Un anziano imprenditore milanese con la passione per il collezionismo d’arte di alto livello, dal passato familiare irrisolto, che attraverso il ruolo di neo mecenate attiverà meccanismi inconsci di elaborazione del lutto.

Una storia ricca di risvolti non immediati, sullo sfondo di pittoreschi borghi liguri (il borgo medioevale di Zuccarello in primis), una Milano “da bere ” e un non secondario retroscena abitato dalle pratiche di preparazione dei reperti anatomici in uso nell’Ottocento in quel di Lodi.

Apparentemente senza una via d’uscita, la vicenda di per sé intrigata troverà la soluzione grazie all’intervento e all’intuito di un ispettore di polizia milanese che riuscirà a sciogliere il bandolo della matassa.

Potrei parlare di un succedersi di avvenimenti che a mano a mano formeranno la trama, l’ossatura e l’incedere del romanzo che ha in sé ovviamente la caratteristica del genere letterario non spoilerabile.

E ci sta.

Marco Bellomi

Ma vorrei soffermarmi su un tema, malgrado si riveli soffusamente tra le righe del racconto, ovvero l’utilizzo della creatività in maniera estrema e avulsa da un contorno etico. Ciò è bene che venga maggiormente sottolineato, in quanto ritengo sia il fulcro del meta messaggio che vorrei arrivasse ai lettori.

In altre parole: la questione spinosa, intrigante e mai risolta della compromissione del concetto di arte contemporanea e di quanto oggi si possa tollerare di ciò che inquina il sistema dell’arte nell’era della globalizzazione capitalista.

Non tanto la questione annosa e noiosa, mal posta del “cos’è l’arte? ” o “è ancora arte, questa? ”. Che qualcuno decida che questa è arte e quello non è arte, ha rilevanza pari allo zero.

È sufficiente affermare che l’arte contemporanea estrema rappresenta un’opportunità per esplorare l’arte in tutte le sue forme più audaci e rompere i confini tradizionali che spesso limitano la nostra percezione dell’arte?

Questa forma di espressione porta con sé un senso di sfida creativa, provocazione e libertà che certamente può aprire nuove strade, sia per gli artisti sia per il pubblico. Che siate favorevoli o critici nei confronti di questa forma artistica, l’arte contemporanea estrema continua a spingere i limiti e a sorprendere, alimentando un dibattito infinito.

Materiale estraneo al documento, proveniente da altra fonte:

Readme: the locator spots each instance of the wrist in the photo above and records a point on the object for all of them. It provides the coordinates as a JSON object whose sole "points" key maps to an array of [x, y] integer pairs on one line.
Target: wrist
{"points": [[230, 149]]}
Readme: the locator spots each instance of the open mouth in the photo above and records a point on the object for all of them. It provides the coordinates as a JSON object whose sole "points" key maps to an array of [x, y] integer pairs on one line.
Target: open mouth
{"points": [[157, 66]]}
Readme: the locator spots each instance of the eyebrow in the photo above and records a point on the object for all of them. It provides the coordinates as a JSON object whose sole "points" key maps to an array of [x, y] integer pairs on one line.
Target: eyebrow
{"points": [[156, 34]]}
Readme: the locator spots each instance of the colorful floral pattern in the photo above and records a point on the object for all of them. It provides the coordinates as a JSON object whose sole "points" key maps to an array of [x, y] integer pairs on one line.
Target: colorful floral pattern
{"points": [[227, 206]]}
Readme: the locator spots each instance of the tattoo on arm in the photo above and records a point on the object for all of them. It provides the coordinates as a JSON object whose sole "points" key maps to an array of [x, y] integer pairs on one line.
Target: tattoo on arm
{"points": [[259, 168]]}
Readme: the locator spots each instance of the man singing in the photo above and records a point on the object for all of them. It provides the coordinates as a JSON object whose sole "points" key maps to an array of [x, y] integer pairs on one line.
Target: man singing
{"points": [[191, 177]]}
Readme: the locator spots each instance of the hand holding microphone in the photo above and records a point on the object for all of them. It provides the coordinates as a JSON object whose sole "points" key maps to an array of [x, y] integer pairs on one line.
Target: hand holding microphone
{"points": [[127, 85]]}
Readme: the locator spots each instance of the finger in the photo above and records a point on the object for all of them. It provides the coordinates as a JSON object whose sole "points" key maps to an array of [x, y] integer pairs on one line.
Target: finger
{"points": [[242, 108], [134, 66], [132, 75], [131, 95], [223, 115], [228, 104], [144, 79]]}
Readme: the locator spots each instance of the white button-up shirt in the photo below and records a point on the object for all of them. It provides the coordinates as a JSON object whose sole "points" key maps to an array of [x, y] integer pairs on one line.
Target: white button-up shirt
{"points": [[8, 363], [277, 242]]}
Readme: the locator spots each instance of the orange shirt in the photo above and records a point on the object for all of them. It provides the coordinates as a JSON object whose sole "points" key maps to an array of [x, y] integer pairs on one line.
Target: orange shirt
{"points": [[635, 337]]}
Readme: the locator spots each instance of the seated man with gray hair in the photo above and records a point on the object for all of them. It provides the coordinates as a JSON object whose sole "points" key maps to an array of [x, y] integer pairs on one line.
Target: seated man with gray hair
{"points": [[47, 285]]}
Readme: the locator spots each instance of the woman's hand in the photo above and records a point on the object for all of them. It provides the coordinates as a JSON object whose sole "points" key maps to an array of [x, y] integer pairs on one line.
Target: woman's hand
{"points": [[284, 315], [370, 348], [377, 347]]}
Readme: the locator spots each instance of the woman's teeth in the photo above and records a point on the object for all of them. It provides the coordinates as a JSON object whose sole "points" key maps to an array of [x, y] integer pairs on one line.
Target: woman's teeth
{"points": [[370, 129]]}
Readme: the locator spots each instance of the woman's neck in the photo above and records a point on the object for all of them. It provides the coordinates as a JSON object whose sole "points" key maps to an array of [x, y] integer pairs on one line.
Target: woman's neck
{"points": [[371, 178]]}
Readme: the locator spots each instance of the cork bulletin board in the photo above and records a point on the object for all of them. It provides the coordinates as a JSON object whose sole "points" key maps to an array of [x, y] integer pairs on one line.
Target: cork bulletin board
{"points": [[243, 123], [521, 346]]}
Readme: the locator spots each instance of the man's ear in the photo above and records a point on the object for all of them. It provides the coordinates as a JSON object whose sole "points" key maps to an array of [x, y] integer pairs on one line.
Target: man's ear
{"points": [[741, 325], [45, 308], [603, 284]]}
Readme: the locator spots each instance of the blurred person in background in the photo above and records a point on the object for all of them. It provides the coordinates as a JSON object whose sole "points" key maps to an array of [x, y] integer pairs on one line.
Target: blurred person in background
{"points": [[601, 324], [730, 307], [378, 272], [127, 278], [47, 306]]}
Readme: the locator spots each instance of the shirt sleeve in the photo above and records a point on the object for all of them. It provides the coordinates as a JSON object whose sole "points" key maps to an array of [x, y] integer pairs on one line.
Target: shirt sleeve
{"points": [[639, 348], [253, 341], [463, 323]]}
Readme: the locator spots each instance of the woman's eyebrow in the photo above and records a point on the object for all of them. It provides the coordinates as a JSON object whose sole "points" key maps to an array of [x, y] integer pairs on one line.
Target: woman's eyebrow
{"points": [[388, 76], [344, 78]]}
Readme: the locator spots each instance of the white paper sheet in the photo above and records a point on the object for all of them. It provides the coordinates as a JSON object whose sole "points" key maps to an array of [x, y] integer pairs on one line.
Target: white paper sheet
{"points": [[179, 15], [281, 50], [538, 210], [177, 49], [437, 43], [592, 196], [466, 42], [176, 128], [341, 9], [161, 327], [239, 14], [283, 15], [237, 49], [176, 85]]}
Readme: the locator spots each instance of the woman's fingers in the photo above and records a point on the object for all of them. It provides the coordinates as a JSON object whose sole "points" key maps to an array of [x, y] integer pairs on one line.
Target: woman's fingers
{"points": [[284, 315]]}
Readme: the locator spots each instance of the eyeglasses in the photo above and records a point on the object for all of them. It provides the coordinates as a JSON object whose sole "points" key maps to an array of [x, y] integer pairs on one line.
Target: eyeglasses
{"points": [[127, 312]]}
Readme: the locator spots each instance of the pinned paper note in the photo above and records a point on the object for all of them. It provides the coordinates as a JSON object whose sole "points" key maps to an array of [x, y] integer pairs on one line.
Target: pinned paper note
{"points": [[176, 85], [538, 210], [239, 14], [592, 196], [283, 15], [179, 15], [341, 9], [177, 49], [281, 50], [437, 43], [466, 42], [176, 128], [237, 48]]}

La domanda potrebbe, invece, essere declinata con “cosa si cela dietro i gesti estremi e urlati dell’arte contemporanea? ”.

I tre protagonisti principali del romanzo (l’artista, il critico e il collezionista) rappresentano per quanto ovvio la triade dell’attuale sistema dell’arte senza i quali sembrerebbe che l’arte contemporanea non possa reggersi autonomamente come sistema indipendente. Quello che invece ritengo si possa valutare, è l’ineludibile critica alla invadenza del capitale e delle sue leggi mercantili che invadono e contagiano ogni aspetto delle nostre vite.

Quel contagio “scandaloso ” ma realistico e allo stesso tempo metafisico che come un virus alla William Burroughs ci depotenzia come esseri umani, come comunità di pari con uguali diritti e possibilità creative siano esse sviluppate in campo letterario, musicale o artistico.

Un ultimo cenno va alla neo nata casa editrice Porto Seguro di Firenze, che mi ha permesso di esprimermi con questa opera prima in campo letterario.